When Lexus revealed in March that the LFA supercar would only be available for lease instead of regular purchase in the U.S., many were taken aback--especially since the lease was non-transferable except in the event of the buyer's death. But Lexus appears to have eased up on that restriction, and is now allowing buyers to purchase the car outright, though they retain a right of first refusal should the first owner want to sell the car.
The reasoning behind the lease-only move was that it's illegal in the U.S. to fix retail sales prices, but leases can be set at any price the manufacturer desires. Lexus wanted to use the lease method to prevent price gouging by greedy dealers or resellers, as happens often with the introduction of new limited-volume cars.
Now, however, according to a letter received by a prospective LFA owner, the car can be purchased--provided to agree to let Lexus retain the right to re-purchase the car if the buyer seeks to sell it during the first two years. The re-purchase price will be determined as either the lower of either the original sticker price or the fair market value of the car. That should do just as good a job of keeping ruthless resellers from jacking up the price on the cars, while also allowing those that would rather not deal with a lease the option to buy.
Once the car passes the two-year-old mark, however, the buyer will then be free to do with the car as he or she pleases, as with any other car purchase.

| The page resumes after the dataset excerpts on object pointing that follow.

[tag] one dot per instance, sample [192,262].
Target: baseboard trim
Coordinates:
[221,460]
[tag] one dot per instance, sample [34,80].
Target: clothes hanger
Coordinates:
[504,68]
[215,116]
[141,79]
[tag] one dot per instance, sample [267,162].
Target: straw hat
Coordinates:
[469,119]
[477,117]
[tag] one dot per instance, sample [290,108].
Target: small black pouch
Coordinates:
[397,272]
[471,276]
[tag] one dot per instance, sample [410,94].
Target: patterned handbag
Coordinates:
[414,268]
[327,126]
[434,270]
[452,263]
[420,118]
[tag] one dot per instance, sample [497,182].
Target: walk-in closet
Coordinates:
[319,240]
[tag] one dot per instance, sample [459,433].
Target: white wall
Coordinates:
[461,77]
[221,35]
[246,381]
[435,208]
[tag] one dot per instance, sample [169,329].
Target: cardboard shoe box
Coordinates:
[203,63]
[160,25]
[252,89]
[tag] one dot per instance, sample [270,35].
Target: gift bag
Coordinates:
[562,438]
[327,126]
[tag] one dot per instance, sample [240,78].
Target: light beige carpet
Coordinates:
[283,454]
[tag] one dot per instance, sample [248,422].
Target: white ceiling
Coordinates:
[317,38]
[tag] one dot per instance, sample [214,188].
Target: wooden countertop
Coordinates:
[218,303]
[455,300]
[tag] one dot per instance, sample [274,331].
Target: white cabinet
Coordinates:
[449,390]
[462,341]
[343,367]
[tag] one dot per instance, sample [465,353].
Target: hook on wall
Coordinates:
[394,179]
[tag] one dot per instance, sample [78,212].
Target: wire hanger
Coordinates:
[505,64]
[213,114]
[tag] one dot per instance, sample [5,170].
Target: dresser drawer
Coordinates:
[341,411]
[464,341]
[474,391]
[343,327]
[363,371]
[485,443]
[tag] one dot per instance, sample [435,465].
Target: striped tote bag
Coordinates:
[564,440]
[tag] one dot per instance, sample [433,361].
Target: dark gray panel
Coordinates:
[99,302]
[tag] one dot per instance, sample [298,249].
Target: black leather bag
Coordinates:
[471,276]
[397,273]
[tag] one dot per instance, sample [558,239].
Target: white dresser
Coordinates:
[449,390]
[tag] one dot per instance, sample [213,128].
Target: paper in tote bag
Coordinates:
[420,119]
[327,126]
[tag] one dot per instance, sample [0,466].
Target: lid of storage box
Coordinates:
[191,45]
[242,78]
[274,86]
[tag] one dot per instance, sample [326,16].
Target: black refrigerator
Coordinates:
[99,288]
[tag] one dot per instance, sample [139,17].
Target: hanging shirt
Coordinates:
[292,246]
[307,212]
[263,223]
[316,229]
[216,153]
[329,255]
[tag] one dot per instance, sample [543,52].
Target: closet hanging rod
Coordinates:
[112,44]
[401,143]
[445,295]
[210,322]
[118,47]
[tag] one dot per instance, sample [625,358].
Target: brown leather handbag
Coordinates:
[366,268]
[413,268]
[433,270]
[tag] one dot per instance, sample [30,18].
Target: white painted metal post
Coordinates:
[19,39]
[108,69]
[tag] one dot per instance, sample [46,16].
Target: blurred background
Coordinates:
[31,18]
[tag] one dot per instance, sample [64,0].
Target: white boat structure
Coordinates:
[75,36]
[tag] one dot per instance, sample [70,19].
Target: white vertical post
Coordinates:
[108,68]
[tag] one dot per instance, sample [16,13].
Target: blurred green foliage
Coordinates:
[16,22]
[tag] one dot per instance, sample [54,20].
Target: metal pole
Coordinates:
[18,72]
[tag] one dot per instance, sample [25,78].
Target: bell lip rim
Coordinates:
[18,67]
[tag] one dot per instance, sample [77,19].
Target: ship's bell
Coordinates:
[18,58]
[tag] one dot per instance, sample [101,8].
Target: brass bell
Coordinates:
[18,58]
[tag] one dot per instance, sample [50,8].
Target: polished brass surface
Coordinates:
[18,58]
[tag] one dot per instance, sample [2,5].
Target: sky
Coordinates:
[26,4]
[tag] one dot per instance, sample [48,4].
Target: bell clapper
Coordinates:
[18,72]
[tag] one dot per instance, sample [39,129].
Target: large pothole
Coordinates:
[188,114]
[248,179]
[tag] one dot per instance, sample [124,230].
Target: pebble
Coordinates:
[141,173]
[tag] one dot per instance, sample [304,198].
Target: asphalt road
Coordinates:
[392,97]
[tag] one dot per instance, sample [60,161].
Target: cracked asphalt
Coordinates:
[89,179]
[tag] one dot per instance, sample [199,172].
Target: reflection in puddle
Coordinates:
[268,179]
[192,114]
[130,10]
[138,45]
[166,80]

While we're still a bit perturbed by the right of first refusal, we're glad to see Lexus is doing its best to defend the market from third-party price gouging.
It's important to remember, however, that the LFA's sticker price is in the neighborhood of $375,000 before optional package add-ons, so you might argue Lexus is already price gouging despite taking a likely loss on each car--especially when you factor in performance, equipment, and badge value against other hyper-exotics like Aston Martin, Ferrari, and Lamborghini.